One of the major problems, however, in the past deterring the use of man-made fiber fabrics results from the fact that, e.g., available polyester fabrics have lacked suitable dimensional stability. This is particularly true even where these fabrics are dimensionally stabilized as mentioned in Canadian Pat. No. 676,601, particularly where the coated abrasive material is used in the manufacture of larger abrasive belts such as used in plywood sanding or in applications where the coated abrasive belt is subjected to relatively high tensile forces.
A fabric can be somewhat dimensionally stabilized by either stretching the fabric, and this is disclosed in the prior art, or already stretched yarns can be used in weaving the fabric. This is the manner of providing a dimensionally stabilized coated abrasive backing member of nylon film disclosed in U.S. Pat. No. 2,712,987, earlier mentioned in the description of the prior art. U.S. Pat. No. 3,517,425 disclosed heat stretching tire fabric to reduce its elongation in use.

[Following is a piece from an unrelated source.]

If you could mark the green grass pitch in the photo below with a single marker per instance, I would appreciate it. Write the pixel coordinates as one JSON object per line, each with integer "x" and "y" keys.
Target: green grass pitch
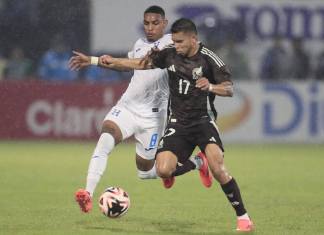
{"x": 282, "y": 186}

Other means of providing some dimensional stability to fabrics involves application of coating materials to the fabric. Such a method of stabilizing a fabric is disclosed in U.S. Pat. No. 2,977,665 wherein a polymeric material such as a mixture of thermosetting and thermoplastic resins is applied to the fabric, and while the fabric is stretched, the resinous material is cured.
One might readily assume from the above prior art, that an obvious solution to undesired fabric elongation in a polyester fabric backing member in coated abrasive material, during usage of the abrasive material, would be to stretch the woven greige fabric intended to be used as a backing member even more than has been done in the past, particularly with respect to cotton fabrics. However, this approach has been found to accomplish little in the fabric constructions conventionally used except to finally result in a torn fabric. The yarns have been found to become so jammed up in the fabric being subjected to high pull-down forces to reduce elongation to the desired level that further stress on the fabric merely results in tearing.
When a backing member of polyester yarns is provided of the same cloth construction found most suitable, in cotton drills and jeans, the woven fabric has been found to have elongation at levels ranging from 25% to 85% in the warp direction and up to 135% in the fill. About 10-20% of the total elongation can be removed by conventional mechanical pull-down techniques; however, beyond this the fabric jams, i.e., during pull-down, the warp and fill yarns move closer and closer together thereby increasing percent fabric cover. When jamming occurs, increased tension only results in tearing.
Part of the remaining elongation can be removed by means of chemical stabilization, i.e., application of resinous coatings; however, this can be accomplished only at the expense of reduced physical characteristics such as tensile and tear strength. This of course is undesirable.